GTMetrix is favoured by many web developers. It’s free tier can monitor a couple of URLs on a daily basis and keep track of the speed history. It’s very comprehensive in terms of reporting. If you do manual speed tests you can also choose from many different countries, although the free tier’s history graphs are limited to Canada. What we particularly is it’s WordPress Optimization Guide which contains simple to understand tips and advice on how to optimise your WordPress site.
Google has a public website called PageSpeed Insights which can be found here. In our experience it doesn’t work that well probably because it’s a hosted version of Lighthouse and severely affected by latency or Google’s own servers. It has both Mobile and Desktop tabs which can be handy.
Notable Mention
Google has a mobile friendly test website. In our experience it doesn’t work very well for certain sites, most probably because it’s hosted overseas and tends to fall flat on the loading of page resources. Typically instead of viewing a real result you’ll get messages such as “48 page resources couldn’t be loaded” which is pretty annoying especially if you know the page renders fine on all the other speed tests. You can find the mobile friendly test here: https://search.google.com/test/mobile-friendly
Tips on Optimising your Website
There is no magic bullet in optimising your website but here is a collection of tips you can follow. Sometimes it just a bit of extra work or trial and error. Sometimes problems are more complex and you might have to get redesign or get a new host. Here are our top tips for optimising the speed of your website:
- Make sure your host is transparent about speed. Can they tell you without you having to jump through hoops how fast their lines are? Can they tell you what kind of disk subsystems they are using? A severe performance penalty will be paid if you host on anything except SSD. Can your host tell you with some confidence how over subscribed their systems are?
- Does your website have image optimisation built in? With WordPress Hosting this is pretty easy, as plugins such as WP Smush and ShortPixel will do it all automatically and behind the scenes for you. Typical mistakes with images are huge photos on the home page and image carousels that needs to download a lot of photos.
- How many files are being accessed when your page is loaded?
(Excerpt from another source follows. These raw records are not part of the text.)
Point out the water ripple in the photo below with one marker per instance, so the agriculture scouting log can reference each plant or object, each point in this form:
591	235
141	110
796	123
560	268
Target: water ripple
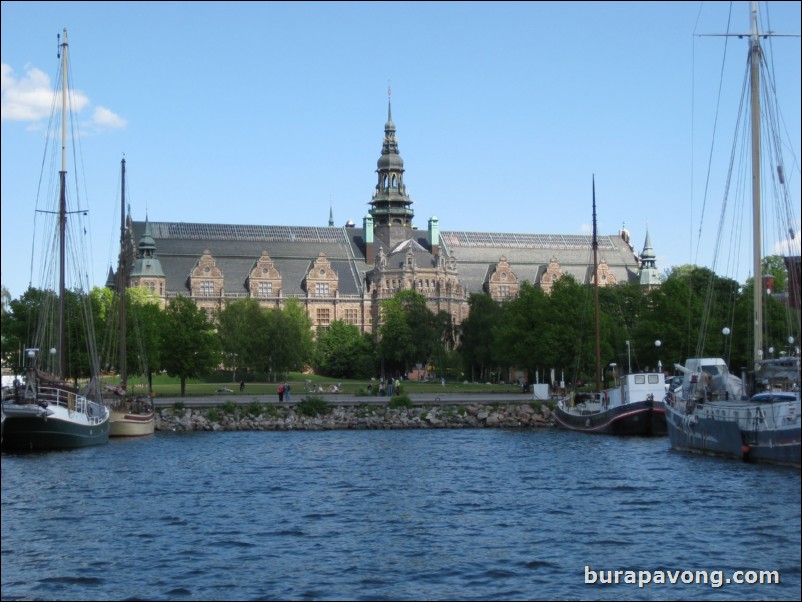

Is it one, ten, or fifty? With each file access there is a small performance penalty and this quickly builds up until your website loading speed suffers as a result. Many tools combine Javascript and CSS files and at a minimum you should investigate this route if possible. If you’re building a web application using Laravel you should definitely be using Laravel Mix as this can greatly reduce the number of files that your website is loading.
- If your website accesses files from external sources, also investigate rather putting some of these files on your own server. Although it’s super convenient to load files from a CDN (content delivery network) copying that same file to your localhost and having it part of your build process could greatly enhance the speed of your website. In theory a CDN loads your files very fast, but sometimes external files accesses will slow down your loading speed too.
- Investigate a CDN. There is a difference between hosting your website in LA versus New York, London versus Japan, Johannesburg versus Cape Town. The difference is called latency and hopping across networks and there is very little you can do to change the physics of light (fibre optic cables uses light). In some circumstances it would make sense to host your website closer to your target market. A CDN is a simple and easy want of getting content closer to your audience, and some of the biggest ones such as Cloudflare even has a free tier.
- Sometimes you just have to move your service physically closer to your audience. If you have an application that is world-wide but most of your audience is in Europe then you wouldn’t want to host in the United States. Remember now matter how quickly images load, database and server latency still plays a big role.